I’m about to kick off a contest on my blog and I need some sort of tantalizing, yet reasonably priced, educational prize to dangle before my readers. Got an idea? Send me a suggestion at emily.alpert@voiceofsandiego.org. Now — the education newsblitz!

  • We explain why some scientists and educators are pushing torethink how we teach science, and why that change could be a tall order for elementary schools where time is short and teachers are often uneasy with science. Their favored method is called “inquiry.” I found it fascinating — I hope you do too.
  • We also blogged about the newly released scores for the high school exit exam. The North County Times writes that more kids passed the test this year in North County, and the Los Angeles Times explains the trends statewide. If you notice something interesting in the data, don’t hesitate to write me.
  • I overlooked a Q and A with school board member Katherine Nakamura in yesterday’s Union-Tribune where Nakamura says the other school board members are seriously considering not having a superintendent. “San Diego Unified is their toy,” she said.

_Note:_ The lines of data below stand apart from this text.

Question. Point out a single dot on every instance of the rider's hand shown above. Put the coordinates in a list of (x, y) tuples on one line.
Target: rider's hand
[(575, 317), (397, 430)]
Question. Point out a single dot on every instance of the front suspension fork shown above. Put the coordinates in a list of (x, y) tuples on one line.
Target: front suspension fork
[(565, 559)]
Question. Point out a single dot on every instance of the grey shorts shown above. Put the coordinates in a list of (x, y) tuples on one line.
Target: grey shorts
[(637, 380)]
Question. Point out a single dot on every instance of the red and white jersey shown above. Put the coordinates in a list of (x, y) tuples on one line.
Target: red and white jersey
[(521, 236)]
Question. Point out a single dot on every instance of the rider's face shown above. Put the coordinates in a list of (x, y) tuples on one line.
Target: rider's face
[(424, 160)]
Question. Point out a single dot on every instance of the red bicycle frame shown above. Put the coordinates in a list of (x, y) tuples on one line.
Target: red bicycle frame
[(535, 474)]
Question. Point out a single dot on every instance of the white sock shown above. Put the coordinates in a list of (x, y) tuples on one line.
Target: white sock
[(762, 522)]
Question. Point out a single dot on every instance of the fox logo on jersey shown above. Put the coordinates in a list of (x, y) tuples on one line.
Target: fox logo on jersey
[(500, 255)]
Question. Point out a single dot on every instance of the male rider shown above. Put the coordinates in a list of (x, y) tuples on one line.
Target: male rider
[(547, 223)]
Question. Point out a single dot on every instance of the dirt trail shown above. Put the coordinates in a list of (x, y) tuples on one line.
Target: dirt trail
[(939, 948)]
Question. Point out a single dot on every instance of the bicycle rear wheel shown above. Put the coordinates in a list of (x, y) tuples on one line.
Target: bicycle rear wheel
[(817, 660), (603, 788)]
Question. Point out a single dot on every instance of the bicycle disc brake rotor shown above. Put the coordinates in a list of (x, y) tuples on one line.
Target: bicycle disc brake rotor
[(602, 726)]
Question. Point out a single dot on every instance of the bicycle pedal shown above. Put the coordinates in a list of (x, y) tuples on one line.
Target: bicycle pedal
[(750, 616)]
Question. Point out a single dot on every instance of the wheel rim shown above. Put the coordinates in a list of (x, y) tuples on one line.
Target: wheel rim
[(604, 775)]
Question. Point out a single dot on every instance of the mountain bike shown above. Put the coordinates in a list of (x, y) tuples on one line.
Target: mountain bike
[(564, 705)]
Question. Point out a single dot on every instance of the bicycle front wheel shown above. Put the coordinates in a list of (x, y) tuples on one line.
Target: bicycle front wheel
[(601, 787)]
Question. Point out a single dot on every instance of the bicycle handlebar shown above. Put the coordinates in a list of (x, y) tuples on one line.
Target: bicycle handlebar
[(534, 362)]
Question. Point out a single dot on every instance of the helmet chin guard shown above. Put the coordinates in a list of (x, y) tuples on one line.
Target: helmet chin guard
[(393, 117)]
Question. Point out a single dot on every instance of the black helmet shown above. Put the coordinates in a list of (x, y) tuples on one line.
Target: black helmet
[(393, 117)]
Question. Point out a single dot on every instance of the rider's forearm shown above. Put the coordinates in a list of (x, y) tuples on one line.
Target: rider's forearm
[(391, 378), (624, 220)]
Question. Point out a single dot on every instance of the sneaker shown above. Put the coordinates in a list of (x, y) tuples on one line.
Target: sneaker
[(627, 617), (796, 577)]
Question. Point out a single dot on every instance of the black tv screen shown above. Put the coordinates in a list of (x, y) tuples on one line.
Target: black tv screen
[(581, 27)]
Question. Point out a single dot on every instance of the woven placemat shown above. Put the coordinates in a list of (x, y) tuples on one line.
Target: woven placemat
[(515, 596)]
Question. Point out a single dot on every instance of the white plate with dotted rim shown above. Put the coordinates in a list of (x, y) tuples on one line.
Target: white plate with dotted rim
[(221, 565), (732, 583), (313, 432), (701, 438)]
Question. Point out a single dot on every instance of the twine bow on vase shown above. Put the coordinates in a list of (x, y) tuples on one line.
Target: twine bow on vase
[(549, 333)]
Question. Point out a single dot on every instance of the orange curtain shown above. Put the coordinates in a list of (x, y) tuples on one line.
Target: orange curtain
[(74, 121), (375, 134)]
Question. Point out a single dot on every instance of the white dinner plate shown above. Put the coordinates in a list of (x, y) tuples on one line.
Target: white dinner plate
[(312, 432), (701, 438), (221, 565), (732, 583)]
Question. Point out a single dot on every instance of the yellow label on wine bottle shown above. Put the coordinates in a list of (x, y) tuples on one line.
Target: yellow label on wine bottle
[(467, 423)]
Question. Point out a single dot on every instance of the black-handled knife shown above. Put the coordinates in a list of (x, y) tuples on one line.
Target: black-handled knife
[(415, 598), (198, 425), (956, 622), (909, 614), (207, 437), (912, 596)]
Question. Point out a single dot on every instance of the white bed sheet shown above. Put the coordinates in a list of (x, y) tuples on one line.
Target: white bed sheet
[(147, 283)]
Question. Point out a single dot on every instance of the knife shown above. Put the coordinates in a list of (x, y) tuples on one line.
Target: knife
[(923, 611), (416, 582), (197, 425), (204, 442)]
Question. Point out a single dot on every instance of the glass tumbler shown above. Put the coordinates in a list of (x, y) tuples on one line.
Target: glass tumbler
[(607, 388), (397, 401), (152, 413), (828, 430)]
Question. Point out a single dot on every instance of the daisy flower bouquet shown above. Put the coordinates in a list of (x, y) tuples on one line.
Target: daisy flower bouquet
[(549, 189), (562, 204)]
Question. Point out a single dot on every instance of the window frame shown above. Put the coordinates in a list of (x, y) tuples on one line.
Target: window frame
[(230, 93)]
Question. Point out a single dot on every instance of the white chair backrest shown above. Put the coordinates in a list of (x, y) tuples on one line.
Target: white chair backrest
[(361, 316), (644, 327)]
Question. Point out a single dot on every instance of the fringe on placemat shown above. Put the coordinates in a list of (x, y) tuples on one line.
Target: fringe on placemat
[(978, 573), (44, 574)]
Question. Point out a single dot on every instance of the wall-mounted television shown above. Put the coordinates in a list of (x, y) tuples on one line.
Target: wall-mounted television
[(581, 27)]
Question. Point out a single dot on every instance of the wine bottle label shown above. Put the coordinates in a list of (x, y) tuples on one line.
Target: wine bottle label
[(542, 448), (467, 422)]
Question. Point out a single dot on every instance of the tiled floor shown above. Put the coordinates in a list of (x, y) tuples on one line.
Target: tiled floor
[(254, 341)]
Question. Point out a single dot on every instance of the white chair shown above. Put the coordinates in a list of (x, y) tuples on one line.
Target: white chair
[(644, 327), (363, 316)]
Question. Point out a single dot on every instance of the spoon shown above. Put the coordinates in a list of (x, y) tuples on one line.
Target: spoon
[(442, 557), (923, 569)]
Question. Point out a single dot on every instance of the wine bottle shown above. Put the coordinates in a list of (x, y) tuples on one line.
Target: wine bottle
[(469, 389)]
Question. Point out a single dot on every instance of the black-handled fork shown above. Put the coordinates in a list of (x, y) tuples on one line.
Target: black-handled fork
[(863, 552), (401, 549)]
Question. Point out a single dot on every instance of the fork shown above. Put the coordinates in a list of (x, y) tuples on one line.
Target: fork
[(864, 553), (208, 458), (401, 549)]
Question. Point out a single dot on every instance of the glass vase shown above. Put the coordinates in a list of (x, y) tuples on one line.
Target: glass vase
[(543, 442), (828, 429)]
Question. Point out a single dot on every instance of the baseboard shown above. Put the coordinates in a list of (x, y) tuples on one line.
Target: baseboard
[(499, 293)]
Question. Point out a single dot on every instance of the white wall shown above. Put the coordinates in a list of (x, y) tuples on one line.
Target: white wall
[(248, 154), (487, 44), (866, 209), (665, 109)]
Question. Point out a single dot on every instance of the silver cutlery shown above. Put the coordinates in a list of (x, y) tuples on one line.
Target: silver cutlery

And there’s a new opinion piece today from another trustee, John Lee Evans, who argues that we need to find a superintendent who fits the San Diego Unified plan, not the other way around.
  • If Point Loma High School students really did do this, I have to say — to paraphrase Ron Burgundy — I’m not even mad, I’m impressed.
  • Kids are getting free dental screenings at Rosa Parks Elementary in City Heights, the U-T reports. The article doesn’t mention whether the City Heights Educational Collaborative had anything to do with this, but social services and healthcare like this are emblematic of that effort, which we wrote about earlier this year.
  • In Northern California, San Leandro schools won a lottery — sort of. The Oakland Tribune reports that San Leandro is one of a select number of school districts getting an interest-free loan, saving $10 million that would otherwise go to interest payments on its school construction bond. The U-T reports that Alpine, Escondido and San Dieguito schools also snapped up millions.
  • President Obama is making a speech next week specifically aimed at schoolchildren, but some of the accompanying lesson plans that the feds offered to classrooms rubbed teachers and parents the wrong way, the Washington Post reports. One asked children to write letters about how they would help the President. The White House rewrote that lesson: Now kids are supposed to write letters about how they can achieve their education goals.
  • One blogger at the Public Schools Insights website asks: Could the push for “student engagement” just end up being a way to beat up teachers when students act out? Claus von Zastrow writes: “When students violate all standards of behavior, their teachers often catch flak for not engaging them. (Maybe that kid wouldn’t have pulled that knife on you if you hadn’t been so boring.)”
  • The Gates Foundation is trying to figure out what makes good teaching, Education Week reports, and they’re willing to spend a lot of money to do it.